Kentsel Dönüşüm Neden Gerekli
1999 depreminden bugüne tam 15 yıl geçti. Maalesef 1999 yılından önce yapılan binalarımızın çoğu, ya ruhsatsız, ya da ruhsatlı olmasına rağmen yeterli denetimden geçmemiş, zamanının yapım teknolojisiyle imal edilmiştir. Ülkemizde 1940-2007 yılları arasında 9 adet deprem yönetmeliği yürürlüğe girmiştir. İstanbul’ da 1975 yılından önce yapılmış yani bugün 40 yıl ve üzeri binaların durumları belirsizliğini korumaktadır. 1975 deprem yönetmeliğinde 2. derece deprem bölgesinde olan İstanbul, 1998 deprem yönetmeliğine göre 1. bölgeye alınmıştır. Yapılan bu değişiklik, bütün statik hesapların değişmesine neden olmuştur. Yani 16 ila 40 yaşındaki binalarımız, ruhsatlı ve iskanlı dahi olsalar, riskli konuma gelmektedirler. Sözüne ettiğimiz binalar, yine de bir projesi olan ve denetimden geçen binaları kapsamaktadır.

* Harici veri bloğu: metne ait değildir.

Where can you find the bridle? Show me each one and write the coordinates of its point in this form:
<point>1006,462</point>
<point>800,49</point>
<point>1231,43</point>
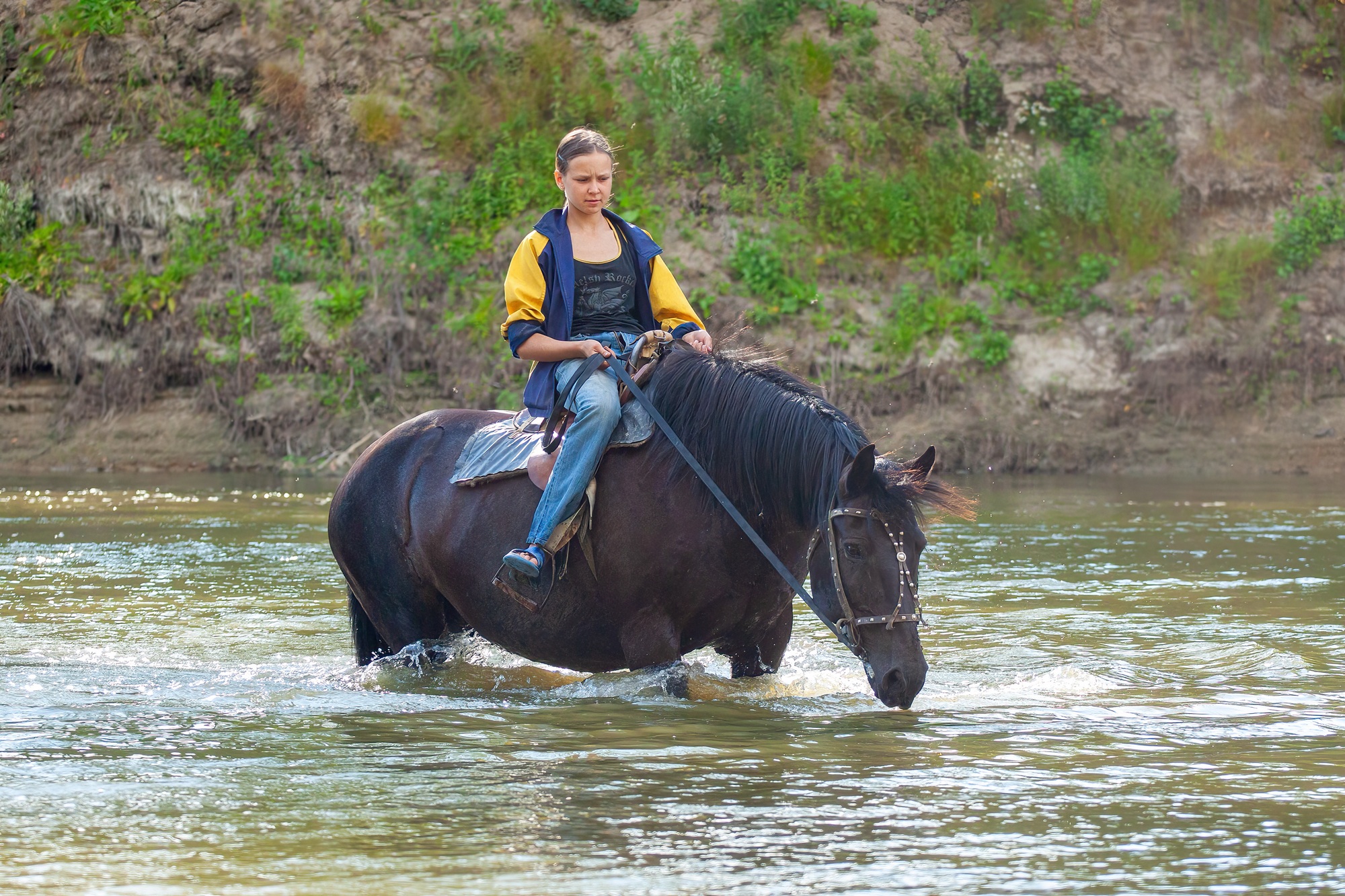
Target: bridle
<point>906,581</point>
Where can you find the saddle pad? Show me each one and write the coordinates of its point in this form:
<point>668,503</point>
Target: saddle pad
<point>501,450</point>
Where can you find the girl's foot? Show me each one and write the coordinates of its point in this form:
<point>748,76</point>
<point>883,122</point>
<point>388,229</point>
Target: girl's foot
<point>527,560</point>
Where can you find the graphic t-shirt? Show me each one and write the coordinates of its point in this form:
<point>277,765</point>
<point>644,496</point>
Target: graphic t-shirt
<point>605,295</point>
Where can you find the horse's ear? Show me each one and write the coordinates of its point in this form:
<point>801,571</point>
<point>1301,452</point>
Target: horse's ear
<point>856,478</point>
<point>923,464</point>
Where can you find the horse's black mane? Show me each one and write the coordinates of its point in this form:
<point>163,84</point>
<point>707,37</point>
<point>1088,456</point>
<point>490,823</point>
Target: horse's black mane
<point>769,438</point>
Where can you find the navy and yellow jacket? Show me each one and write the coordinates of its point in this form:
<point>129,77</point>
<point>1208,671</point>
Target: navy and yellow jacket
<point>540,295</point>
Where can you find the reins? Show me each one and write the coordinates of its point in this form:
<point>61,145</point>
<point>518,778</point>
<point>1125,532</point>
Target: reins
<point>845,630</point>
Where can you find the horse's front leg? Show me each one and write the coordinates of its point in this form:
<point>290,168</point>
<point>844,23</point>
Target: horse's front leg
<point>761,655</point>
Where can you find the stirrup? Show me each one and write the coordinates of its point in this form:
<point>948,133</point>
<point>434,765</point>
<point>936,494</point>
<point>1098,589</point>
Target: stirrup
<point>523,560</point>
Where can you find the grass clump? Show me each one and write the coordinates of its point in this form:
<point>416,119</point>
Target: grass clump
<point>1312,222</point>
<point>922,318</point>
<point>193,247</point>
<point>1230,272</point>
<point>40,260</point>
<point>18,212</point>
<point>984,107</point>
<point>213,139</point>
<point>342,302</point>
<point>1334,118</point>
<point>283,91</point>
<point>376,120</point>
<point>87,18</point>
<point>763,268</point>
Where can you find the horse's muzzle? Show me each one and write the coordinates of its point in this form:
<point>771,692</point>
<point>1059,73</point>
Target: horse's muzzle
<point>899,689</point>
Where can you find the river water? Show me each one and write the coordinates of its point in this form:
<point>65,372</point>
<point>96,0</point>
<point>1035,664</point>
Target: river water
<point>1136,686</point>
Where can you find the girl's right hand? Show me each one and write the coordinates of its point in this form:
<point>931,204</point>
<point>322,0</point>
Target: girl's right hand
<point>588,348</point>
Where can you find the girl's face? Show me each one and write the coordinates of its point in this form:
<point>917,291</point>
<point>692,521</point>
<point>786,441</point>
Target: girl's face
<point>588,182</point>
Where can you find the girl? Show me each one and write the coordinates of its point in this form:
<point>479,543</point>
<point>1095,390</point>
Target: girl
<point>584,283</point>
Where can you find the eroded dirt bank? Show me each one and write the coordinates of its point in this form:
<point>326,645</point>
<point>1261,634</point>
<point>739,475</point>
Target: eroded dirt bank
<point>302,326</point>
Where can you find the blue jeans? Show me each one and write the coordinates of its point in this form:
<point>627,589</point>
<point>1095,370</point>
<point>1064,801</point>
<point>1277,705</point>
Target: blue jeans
<point>597,413</point>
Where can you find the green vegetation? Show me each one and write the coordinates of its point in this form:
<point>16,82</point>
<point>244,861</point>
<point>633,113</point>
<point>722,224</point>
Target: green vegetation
<point>33,255</point>
<point>40,261</point>
<point>1230,272</point>
<point>83,18</point>
<point>194,245</point>
<point>919,317</point>
<point>831,159</point>
<point>1312,222</point>
<point>213,138</point>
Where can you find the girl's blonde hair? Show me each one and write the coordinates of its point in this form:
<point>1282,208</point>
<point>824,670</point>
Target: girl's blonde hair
<point>582,142</point>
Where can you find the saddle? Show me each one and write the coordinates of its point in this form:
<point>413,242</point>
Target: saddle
<point>527,444</point>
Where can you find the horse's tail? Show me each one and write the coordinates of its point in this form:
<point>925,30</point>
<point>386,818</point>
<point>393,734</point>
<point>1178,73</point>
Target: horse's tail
<point>369,643</point>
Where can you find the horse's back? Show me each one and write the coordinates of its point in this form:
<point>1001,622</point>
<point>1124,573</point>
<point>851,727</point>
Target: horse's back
<point>369,524</point>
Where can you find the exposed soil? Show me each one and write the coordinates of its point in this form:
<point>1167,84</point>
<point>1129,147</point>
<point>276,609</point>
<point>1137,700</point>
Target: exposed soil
<point>1155,382</point>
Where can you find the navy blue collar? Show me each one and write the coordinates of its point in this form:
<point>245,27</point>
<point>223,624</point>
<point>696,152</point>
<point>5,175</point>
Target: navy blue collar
<point>553,227</point>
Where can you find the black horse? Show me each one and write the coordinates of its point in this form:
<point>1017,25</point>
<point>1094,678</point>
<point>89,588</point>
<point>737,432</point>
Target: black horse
<point>673,572</point>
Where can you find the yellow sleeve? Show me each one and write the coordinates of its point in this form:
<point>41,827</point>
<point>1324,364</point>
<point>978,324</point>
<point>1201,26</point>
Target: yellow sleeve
<point>525,287</point>
<point>666,300</point>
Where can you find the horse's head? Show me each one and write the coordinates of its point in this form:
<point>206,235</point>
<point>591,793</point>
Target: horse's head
<point>878,557</point>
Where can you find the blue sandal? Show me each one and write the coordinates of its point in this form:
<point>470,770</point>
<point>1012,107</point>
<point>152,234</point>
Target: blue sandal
<point>527,560</point>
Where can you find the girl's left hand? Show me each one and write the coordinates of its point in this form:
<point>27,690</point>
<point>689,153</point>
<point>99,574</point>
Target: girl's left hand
<point>700,341</point>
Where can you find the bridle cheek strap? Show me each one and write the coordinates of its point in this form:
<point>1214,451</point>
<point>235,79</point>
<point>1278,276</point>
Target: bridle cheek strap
<point>906,581</point>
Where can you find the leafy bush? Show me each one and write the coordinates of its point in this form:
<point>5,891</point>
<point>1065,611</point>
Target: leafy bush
<point>18,212</point>
<point>765,272</point>
<point>89,17</point>
<point>289,266</point>
<point>1334,118</point>
<point>289,314</point>
<point>40,260</point>
<point>342,303</point>
<point>983,100</point>
<point>1301,232</point>
<point>610,10</point>
<point>194,245</point>
<point>215,140</point>
<point>1078,119</point>
<point>723,112</point>
<point>918,318</point>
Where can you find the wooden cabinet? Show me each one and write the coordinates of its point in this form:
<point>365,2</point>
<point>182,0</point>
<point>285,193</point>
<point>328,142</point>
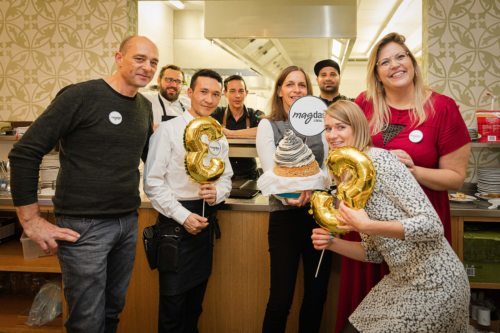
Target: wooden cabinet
<point>14,308</point>
<point>457,232</point>
<point>238,288</point>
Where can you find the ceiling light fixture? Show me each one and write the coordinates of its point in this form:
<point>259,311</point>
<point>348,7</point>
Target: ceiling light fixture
<point>177,4</point>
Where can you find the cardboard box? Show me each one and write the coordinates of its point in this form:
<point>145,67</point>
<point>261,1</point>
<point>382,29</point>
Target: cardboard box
<point>482,255</point>
<point>488,125</point>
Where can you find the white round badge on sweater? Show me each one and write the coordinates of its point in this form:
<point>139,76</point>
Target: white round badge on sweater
<point>416,136</point>
<point>115,117</point>
<point>307,115</point>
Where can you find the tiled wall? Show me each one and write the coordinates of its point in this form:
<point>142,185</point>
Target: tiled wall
<point>463,60</point>
<point>46,45</point>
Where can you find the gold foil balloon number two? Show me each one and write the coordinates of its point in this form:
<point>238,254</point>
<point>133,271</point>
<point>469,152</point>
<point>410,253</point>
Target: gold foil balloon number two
<point>201,143</point>
<point>354,174</point>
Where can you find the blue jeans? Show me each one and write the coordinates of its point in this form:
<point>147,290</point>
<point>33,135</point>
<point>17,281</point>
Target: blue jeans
<point>96,270</point>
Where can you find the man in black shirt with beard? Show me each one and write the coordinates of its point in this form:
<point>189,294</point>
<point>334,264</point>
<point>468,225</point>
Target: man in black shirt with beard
<point>328,77</point>
<point>102,127</point>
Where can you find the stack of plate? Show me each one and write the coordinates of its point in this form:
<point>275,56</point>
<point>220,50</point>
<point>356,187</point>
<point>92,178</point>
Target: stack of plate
<point>488,180</point>
<point>49,170</point>
<point>473,134</point>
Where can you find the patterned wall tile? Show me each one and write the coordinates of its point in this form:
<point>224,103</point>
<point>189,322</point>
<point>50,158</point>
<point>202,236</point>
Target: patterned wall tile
<point>463,60</point>
<point>46,45</point>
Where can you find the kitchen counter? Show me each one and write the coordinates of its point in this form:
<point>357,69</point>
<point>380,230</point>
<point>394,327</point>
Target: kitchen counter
<point>239,286</point>
<point>260,204</point>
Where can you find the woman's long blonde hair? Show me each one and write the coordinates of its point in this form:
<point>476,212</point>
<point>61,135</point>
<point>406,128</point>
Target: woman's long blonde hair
<point>375,91</point>
<point>350,114</point>
<point>277,110</point>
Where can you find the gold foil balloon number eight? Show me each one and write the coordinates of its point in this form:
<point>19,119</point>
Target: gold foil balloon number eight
<point>354,174</point>
<point>200,141</point>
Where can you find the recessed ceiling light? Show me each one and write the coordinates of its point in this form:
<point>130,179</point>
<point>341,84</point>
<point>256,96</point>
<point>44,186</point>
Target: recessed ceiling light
<point>177,4</point>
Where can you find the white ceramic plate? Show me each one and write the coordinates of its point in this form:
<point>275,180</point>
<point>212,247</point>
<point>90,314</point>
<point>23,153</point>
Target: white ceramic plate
<point>467,198</point>
<point>488,196</point>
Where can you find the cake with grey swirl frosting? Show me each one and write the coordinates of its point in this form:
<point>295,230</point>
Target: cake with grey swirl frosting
<point>293,158</point>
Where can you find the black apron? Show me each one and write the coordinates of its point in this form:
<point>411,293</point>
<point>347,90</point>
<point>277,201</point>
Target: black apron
<point>189,257</point>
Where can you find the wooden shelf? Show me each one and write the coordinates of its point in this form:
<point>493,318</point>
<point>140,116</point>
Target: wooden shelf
<point>15,310</point>
<point>11,259</point>
<point>485,285</point>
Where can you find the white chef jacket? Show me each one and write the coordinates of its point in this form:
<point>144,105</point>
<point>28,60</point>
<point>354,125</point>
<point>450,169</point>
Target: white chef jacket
<point>165,178</point>
<point>175,108</point>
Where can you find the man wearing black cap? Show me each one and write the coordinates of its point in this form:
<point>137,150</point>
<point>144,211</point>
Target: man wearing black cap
<point>328,77</point>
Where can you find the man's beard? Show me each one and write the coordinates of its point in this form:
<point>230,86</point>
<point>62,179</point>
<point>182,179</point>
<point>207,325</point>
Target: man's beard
<point>170,98</point>
<point>330,90</point>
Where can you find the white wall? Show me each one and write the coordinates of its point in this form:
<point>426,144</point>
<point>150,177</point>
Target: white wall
<point>192,50</point>
<point>156,21</point>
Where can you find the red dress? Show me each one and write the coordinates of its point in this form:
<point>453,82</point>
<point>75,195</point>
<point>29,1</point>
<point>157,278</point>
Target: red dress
<point>443,132</point>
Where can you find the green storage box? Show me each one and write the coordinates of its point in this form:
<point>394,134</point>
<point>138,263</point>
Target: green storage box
<point>482,253</point>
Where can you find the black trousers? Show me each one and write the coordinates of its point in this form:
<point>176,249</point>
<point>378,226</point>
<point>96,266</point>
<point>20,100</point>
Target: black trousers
<point>180,313</point>
<point>290,239</point>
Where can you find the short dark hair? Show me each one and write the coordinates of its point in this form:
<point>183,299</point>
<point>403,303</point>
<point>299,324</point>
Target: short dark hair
<point>326,63</point>
<point>205,73</point>
<point>173,67</point>
<point>234,78</point>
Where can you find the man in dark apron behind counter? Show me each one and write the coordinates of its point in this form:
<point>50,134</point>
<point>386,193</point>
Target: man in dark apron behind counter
<point>167,102</point>
<point>239,121</point>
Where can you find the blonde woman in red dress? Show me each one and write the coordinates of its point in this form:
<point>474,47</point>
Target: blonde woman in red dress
<point>427,133</point>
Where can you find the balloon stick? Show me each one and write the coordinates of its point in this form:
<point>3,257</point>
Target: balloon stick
<point>319,263</point>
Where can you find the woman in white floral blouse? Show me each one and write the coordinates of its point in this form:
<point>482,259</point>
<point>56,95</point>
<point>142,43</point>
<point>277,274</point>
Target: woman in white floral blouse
<point>427,289</point>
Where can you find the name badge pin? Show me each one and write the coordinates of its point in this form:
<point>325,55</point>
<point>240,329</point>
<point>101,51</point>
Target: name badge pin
<point>115,117</point>
<point>416,136</point>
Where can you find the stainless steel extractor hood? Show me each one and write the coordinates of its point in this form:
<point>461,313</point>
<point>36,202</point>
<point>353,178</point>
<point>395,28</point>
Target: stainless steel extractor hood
<point>271,35</point>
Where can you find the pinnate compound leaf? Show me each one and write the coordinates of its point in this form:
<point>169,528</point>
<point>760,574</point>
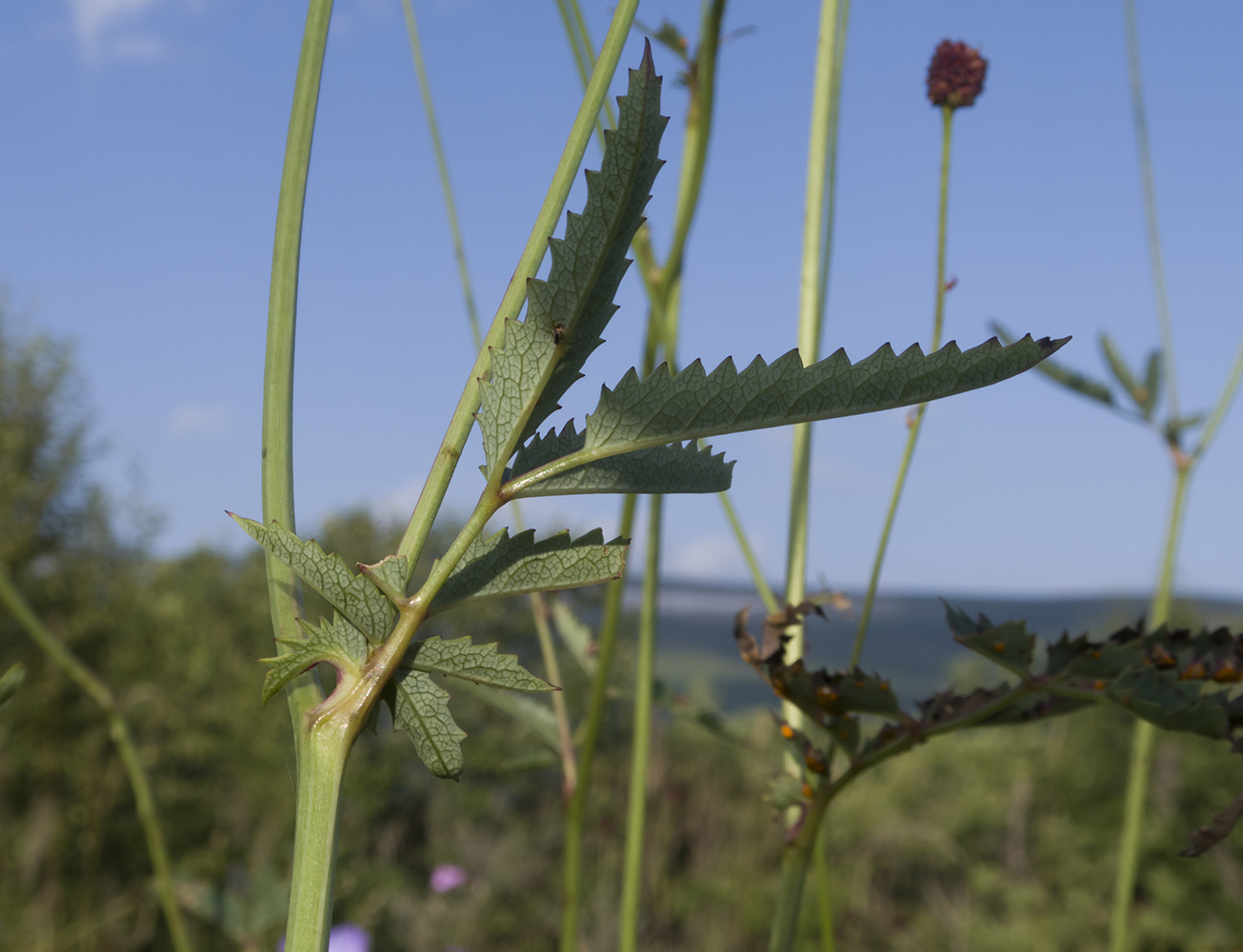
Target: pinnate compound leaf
<point>337,642</point>
<point>420,708</point>
<point>1060,373</point>
<point>566,313</point>
<point>481,664</point>
<point>657,468</point>
<point>693,404</point>
<point>354,597</point>
<point>513,565</point>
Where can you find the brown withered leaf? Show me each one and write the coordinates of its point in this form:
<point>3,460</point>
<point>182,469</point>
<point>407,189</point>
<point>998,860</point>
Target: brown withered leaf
<point>1207,837</point>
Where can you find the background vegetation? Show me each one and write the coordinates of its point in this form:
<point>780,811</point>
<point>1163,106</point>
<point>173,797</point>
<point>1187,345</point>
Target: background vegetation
<point>985,842</point>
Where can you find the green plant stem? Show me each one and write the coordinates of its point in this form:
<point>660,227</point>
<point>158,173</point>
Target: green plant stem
<point>749,554</point>
<point>917,422</point>
<point>529,264</point>
<point>811,317</point>
<point>1144,733</point>
<point>443,170</point>
<point>538,605</point>
<point>145,803</point>
<point>1150,203</point>
<point>284,588</point>
<point>575,812</point>
<point>645,676</point>
<point>314,844</point>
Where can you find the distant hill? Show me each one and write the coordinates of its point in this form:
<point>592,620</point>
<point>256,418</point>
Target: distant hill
<point>909,642</point>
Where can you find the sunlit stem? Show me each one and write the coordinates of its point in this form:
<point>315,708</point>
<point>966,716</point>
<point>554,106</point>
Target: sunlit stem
<point>916,423</point>
<point>145,803</point>
<point>811,316</point>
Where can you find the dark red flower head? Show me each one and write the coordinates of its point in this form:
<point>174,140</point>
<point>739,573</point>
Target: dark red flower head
<point>956,74</point>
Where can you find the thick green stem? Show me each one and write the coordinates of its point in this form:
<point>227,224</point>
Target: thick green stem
<point>811,314</point>
<point>284,589</point>
<point>529,264</point>
<point>644,679</point>
<point>314,844</point>
<point>443,169</point>
<point>145,803</point>
<point>1144,733</point>
<point>917,422</point>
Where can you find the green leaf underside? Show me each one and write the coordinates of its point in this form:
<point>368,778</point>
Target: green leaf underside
<point>420,708</point>
<point>502,565</point>
<point>336,642</point>
<point>566,313</point>
<point>657,468</point>
<point>692,404</point>
<point>481,664</point>
<point>354,597</point>
<point>532,714</point>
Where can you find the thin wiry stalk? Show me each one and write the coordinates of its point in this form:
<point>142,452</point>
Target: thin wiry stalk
<point>819,206</point>
<point>529,264</point>
<point>538,605</point>
<point>1150,204</point>
<point>917,422</point>
<point>443,169</point>
<point>145,803</point>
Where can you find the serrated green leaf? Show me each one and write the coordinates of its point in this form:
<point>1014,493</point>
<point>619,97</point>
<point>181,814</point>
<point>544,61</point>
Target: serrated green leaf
<point>481,664</point>
<point>567,312</point>
<point>575,634</point>
<point>1010,644</point>
<point>420,708</point>
<point>532,714</point>
<point>11,682</point>
<point>659,468</point>
<point>390,576</point>
<point>1152,386</point>
<point>1119,368</point>
<point>354,597</point>
<point>692,404</point>
<point>502,565</point>
<point>336,642</point>
<point>1062,374</point>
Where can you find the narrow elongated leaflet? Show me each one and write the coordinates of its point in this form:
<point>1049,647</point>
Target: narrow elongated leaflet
<point>566,314</point>
<point>513,565</point>
<point>659,468</point>
<point>695,404</point>
<point>354,597</point>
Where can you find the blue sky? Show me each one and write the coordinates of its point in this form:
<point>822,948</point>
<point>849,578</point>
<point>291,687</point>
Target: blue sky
<point>138,174</point>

Buzdağının altında bizi korkutucu sayıda kaçak ve gecekondu yapılar beklemektedir. Bunun yanı sıra inşaat yapım teknolojisinin eksikliği, hazır beton kullanımının olmaması, deniz kumu kullanımının yaygınlığı, bu riski arttırıcı faktörler olarak karşımıza çıkmaktadır.
Peki bütün bu yönetmelikler gerçekten binamızı sağlamlaştır mı? Binamız yapılırken en son yönetmeliğin ne kadarına uyulmuştur?
Deprem performansının belirlenmeye çalışıldığı binaların büyük bir kısmının inşa edildiği tarihte yürürlükte bulunan yönetmeliklere uygun olmadığı veya önemli tasarım eksikliklerin bulunduğu tespit edilmiştir. Örneğin, 2002 yılında projelendirilip, inşa edilmiş bir yapı incelendiğinde tasarım bakımından 1998 kurallarına uygun olmadığı, 1975 kurallarına göre tasarlandığı veya 1998’e göre büyük eksiklikler içerdiği görülmektedir.
Bütün bu olgular ışığında, kentsel dönüşüm neden gereklidir? sorusuna verilecek birinci cevabımız:
• Yüksek oranda yaşam kaybı olabilecek bir depreme karşı, özellikle çocuklarımızı yeni bir geleceğe taşımak
olmalıdır. Unutmayalım ki, depremler değil binalar öldürür.
İkinci olarak, bir saniyeliğine deprem gerçeğinin hiç yaşanmayacağını farz etsek bile, yaşadığımızın şehrin keşmekeşliğinin, plansız büyümesinin, trafik, otopark ve altyapı sorunlarının, özellikle de yeşil renge tekrardan kavuşabilmemizin çözümüdür KENTSEL DÖNÜŞÜM.